Can you say more about the use case? What problem were you solving? How did it work exactly? Sounds interesting so I'd like to learn more.
Sure.
We were building Reblaze (started 2011), a cloud WAF / DDoS-mitigation platform. Every HTTP request—good, bad, or ugly—had to be stored for offline anomaly-detection and clustering.
Traffic profile
- Baseline: ≈ 15 B requests/day
- Under attack: the same 15 B can arrive in 2-3 hours
Why BigQuery (even in alpha)?It was the only thing that could swallow that firehose and stay query-able minutes later — crucial when you’re under attack and your data source must not melt down.
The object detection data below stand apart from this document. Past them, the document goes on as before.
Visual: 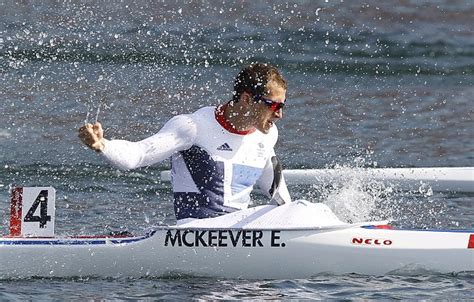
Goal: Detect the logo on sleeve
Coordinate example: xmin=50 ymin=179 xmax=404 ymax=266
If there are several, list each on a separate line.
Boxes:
xmin=217 ymin=143 xmax=232 ymax=151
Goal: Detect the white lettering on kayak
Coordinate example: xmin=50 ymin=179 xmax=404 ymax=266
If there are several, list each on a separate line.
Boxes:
xmin=352 ymin=237 xmax=393 ymax=245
Pipeline (all shell + cron)
Edge nodes → write JSON logs locally and a local cron push to Cloud Storage
Tiny VM with a cron loop
- Scans `pending/`, composes many small blobs into one “max-size” blob in `processing/`.
- Executes `bq load …` into the customer’s isolated dataset.
- On success, moves the blob to `done/`; on failure, drops it back to `pending/`.
Downstream ML/alerting* pulls straight from BigQueryThat handful of `gsutil`, `bq`, and `mv` commands moved multiple petabytes a week without losing a byte. Later pipelines—Dataflow, Logstash, etc.—never matched its throughput or reliability.